I really appreciated your reply. Last time online when I asked this question of the Alzheimer's online group they just about killed me...online that is. They were outraged as if I personally was standing in the way of modern science's march towards curing every disease, and maybe even curing death. I think my need to spend way too much time and expense on getting "the correct diagnosis" was all about my helplessness and anxiety.As if once we NAMED it we controled it or at least something. My husband was DIAGNOSED 7 years ago ( the diagnosis was changed a few times but that made no difference except psychologically for me. As if PSP was somehow less horrible than Alzheimer's). When I look back at the doctors, tests, medicines, travel, waiting waiting waiting for results for late doctors, and 1000s on useless medicines with expensive side effects I think it was a total waste. I think that if I had saved that money I would have enough money to pay for the help I really need. I knew the diagnosis (or possibilities Parkinson's, Alzheimer's, PSP or a blend of the above) but wanted to find some grown up out there to help me not feel so all alone but really all it did was to delay my acceptance (sort of) that my husband was dying, was suffering and there was nothing I could do about it.

Jill-Costa Rica

I thought about your post for quite a while. With a 34 y scientific background in pathology, the concept of early diagnosis and appropriate treatement are fixed in my brain.

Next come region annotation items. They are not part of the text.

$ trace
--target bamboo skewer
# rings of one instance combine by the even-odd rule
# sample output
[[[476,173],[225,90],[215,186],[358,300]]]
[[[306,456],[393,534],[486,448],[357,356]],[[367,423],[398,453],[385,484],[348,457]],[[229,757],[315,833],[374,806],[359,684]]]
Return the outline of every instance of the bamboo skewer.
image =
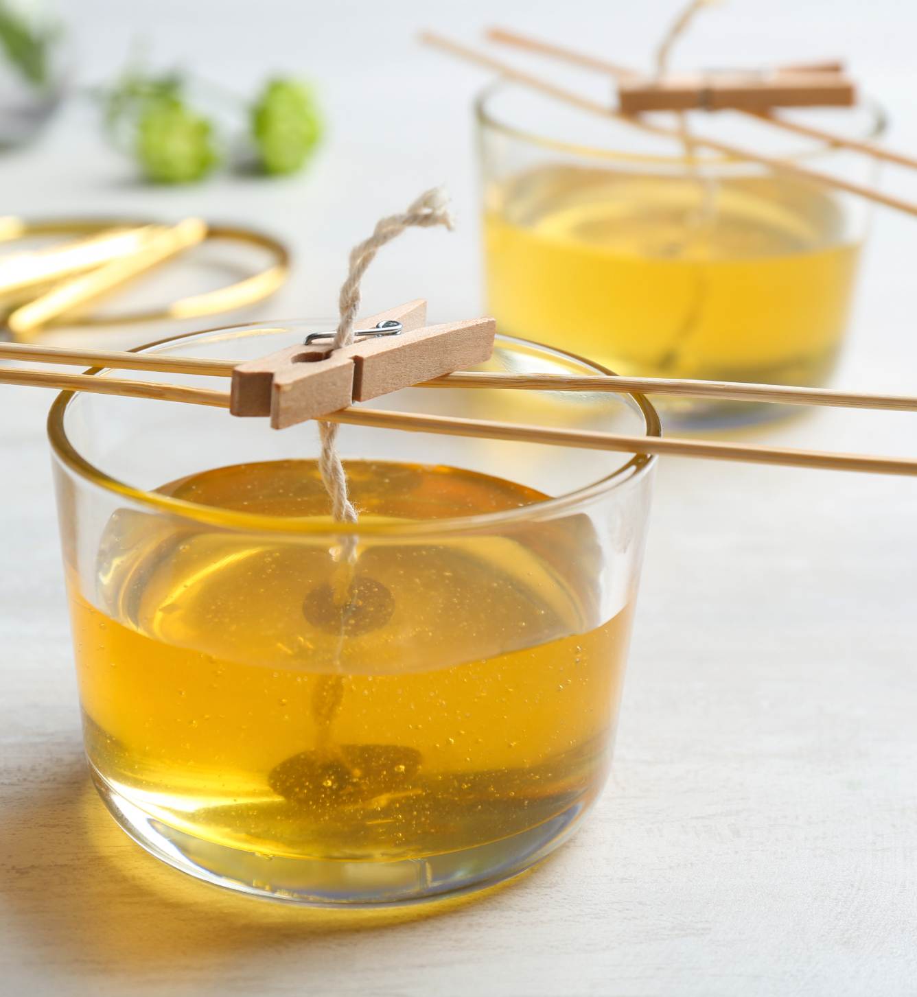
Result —
[[[117,350],[72,350],[56,346],[0,343],[0,360],[29,360],[35,363],[105,367],[111,370],[160,371],[197,374],[205,377],[231,377],[240,361],[175,357],[156,353],[129,353]],[[4,368],[0,367],[0,373]],[[13,371],[15,373],[15,371]],[[133,382],[118,382],[130,384]],[[78,386],[79,387],[79,386]],[[568,377],[563,374],[504,374],[459,371],[417,385],[418,388],[503,388],[519,391],[611,392],[627,395],[679,395],[725,401],[770,402],[777,405],[817,405],[843,409],[878,409],[917,412],[917,396],[876,395],[865,392],[834,391],[829,388],[799,388],[778,384],[744,384],[732,381],[692,381],[682,378]],[[91,390],[91,389],[87,389]]]
[[[600,59],[597,56],[588,55],[584,52],[577,52],[575,49],[570,49],[563,45],[556,45],[553,42],[545,42],[540,39],[530,38],[527,35],[520,35],[518,32],[508,31],[506,28],[491,28],[487,31],[486,37],[492,42],[498,42],[502,45],[511,45],[514,48],[522,49],[526,52],[535,52],[554,59],[560,59],[572,66],[579,66],[581,69],[592,69],[600,73],[606,73],[619,81],[633,80],[635,77],[641,75],[627,66],[621,66],[618,63],[609,62],[607,59]],[[808,70],[813,67],[786,68]],[[836,64],[825,64],[823,66],[818,66],[817,68],[820,70],[830,70],[838,67]],[[888,163],[895,163],[901,166],[908,166],[912,169],[917,169],[917,158],[906,156],[903,153],[897,153],[894,150],[884,149],[873,142],[868,142],[862,139],[847,139],[844,136],[836,135],[835,133],[828,132],[825,129],[815,128],[812,125],[802,125],[801,123],[791,121],[788,118],[780,118],[773,112],[750,111],[744,108],[733,108],[732,110],[735,111],[736,114],[745,115],[748,118],[756,118],[758,121],[765,122],[774,128],[783,129],[785,132],[792,132],[794,135],[805,136],[808,139],[814,139],[817,142],[823,142],[829,146],[849,149],[856,153],[863,153],[866,156],[871,156],[877,160],[884,160]]]
[[[475,63],[485,69],[492,70],[493,72],[506,77],[508,80],[513,80],[523,86],[530,87],[533,90],[538,90],[549,97],[553,97],[555,100],[569,104],[572,107],[580,108],[582,111],[587,111],[590,114],[599,115],[600,117],[609,118],[614,121],[624,122],[625,124],[632,125],[634,128],[641,129],[642,131],[653,135],[661,136],[665,139],[681,141],[680,134],[673,129],[663,128],[660,125],[651,125],[649,122],[636,118],[632,115],[621,114],[620,112],[615,111],[614,108],[607,107],[606,105],[600,104],[598,101],[593,101],[588,97],[583,97],[581,94],[574,93],[564,87],[559,87],[557,84],[551,83],[548,80],[543,80],[541,77],[533,76],[531,73],[526,73],[523,70],[516,69],[509,63],[505,63],[500,59],[494,59],[484,52],[478,52],[476,49],[469,48],[466,45],[461,45],[451,39],[443,38],[442,36],[431,32],[424,32],[420,36],[420,39],[427,45],[441,49],[451,55],[458,56],[466,62]],[[728,143],[719,142],[716,139],[709,139],[701,136],[691,136],[691,145],[711,149],[716,153],[729,157],[730,159],[744,160],[748,163],[757,163],[761,166],[769,167],[770,169],[774,169],[782,173],[788,173],[803,180],[821,183],[825,186],[834,187],[837,190],[844,190],[847,193],[856,194],[859,197],[875,201],[878,204],[884,204],[886,207],[893,207],[899,211],[904,211],[906,214],[917,215],[917,204],[912,203],[911,201],[903,200],[900,197],[895,197],[891,194],[882,193],[881,190],[875,190],[872,187],[863,186],[860,183],[853,183],[850,180],[845,180],[839,176],[832,176],[830,173],[824,173],[817,169],[809,169],[806,166],[797,166],[794,163],[790,163],[788,160],[764,156],[761,153],[755,153],[751,150],[742,149],[738,146],[732,146]]]
[[[85,374],[59,374],[0,368],[0,384],[54,388],[64,391],[85,391],[102,395],[122,395],[153,401],[206,405],[222,409],[229,407],[229,392],[150,381],[94,377]],[[625,454],[670,455],[713,461],[771,464],[791,468],[859,471],[879,475],[917,477],[917,459],[913,458],[875,457],[867,454],[830,454],[823,451],[763,447],[755,444],[624,436],[589,430],[560,430],[547,426],[525,426],[483,419],[456,419],[447,416],[384,412],[364,408],[342,409],[339,412],[323,415],[321,418],[325,422],[366,426],[372,429],[402,430],[412,433],[465,436],[515,443],[540,443]]]
[[[107,367],[111,370],[162,371],[170,374],[199,374],[231,377],[236,360],[207,360],[174,357],[162,353],[130,353],[120,350],[73,350],[61,346],[33,346],[0,343],[0,360],[28,360],[30,363],[66,364],[74,367]],[[0,367],[0,372],[3,368]]]
[[[212,405],[224,409],[229,407],[228,391],[189,388],[162,381],[134,381],[116,377],[0,367],[0,384],[17,384],[27,388],[53,388],[58,391],[85,391],[92,395],[124,395],[128,398],[148,398],[156,402],[189,402],[192,405]]]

So when my wife;s illness didnt conform to parkinsons, I went about fighting the medical establishement and after about 3 months did get the PSP diagnosis. We are about 2-3 y down the line from first symptom. The only adavantage of having a PSP label so far is we think we know what we are fighting, our community team have upped their game and we go to the hospice one a day a week which wouldnt have happened without the PSP label. I might be wrong though, it may be that the neurologist wrote "rapid progression" in his letter which stimulated the responses rather than the PSP label. I do find myself very challenged though, weve had some very difficult moments as members of this group will recognise, mobility issues, falls, infections, diarrhea vomiting all over the place loss of cognition etc etc. So after a few more years of this, if we survive, I might well come round to your view that the diagnosis was of more help to the medical establishment and not the patient or carer. In the end it ll comes down towhether we got a good day today or not. I type this before my wife wakes up and the next day with PSP starts, Best wishes and keep going.

As for the pharma companies, some of which I worked against as a regulator, there is no money in PSP, the only advances will come by luck probably from Alzheimers research.

zjillian profile image
zjillian in reply to

Yes, I did the same thing with my husband. I had to fight to get a diagnosis. I read and read and read and fought with doctors and insisted on a diagnosis. I think when we finally got the PSP diagnosis I felt relieved for some reason. It made more sense than Parkinson's or Alzheimer's and we could rest with that. In Costa Rica doctors do not like to tell you a "bad" diagnosis, so that makes it doubly hard. So there is something in us that needs a diagnosis. It is like we need to know the name of our enemy. It feels more under control.

We had already spent thousands in useless Alzheimer's medication and seizure medication. This is our 8th year. My husband is 72. His father died of PSP when he was 73.

Jill

Kolton profile image
Kolton

Yu need to no what yur dealing with That's what I found !!!! Rite ????

zjillian profile image
zjillian

We all need what we need. The diagnosis is the easy part.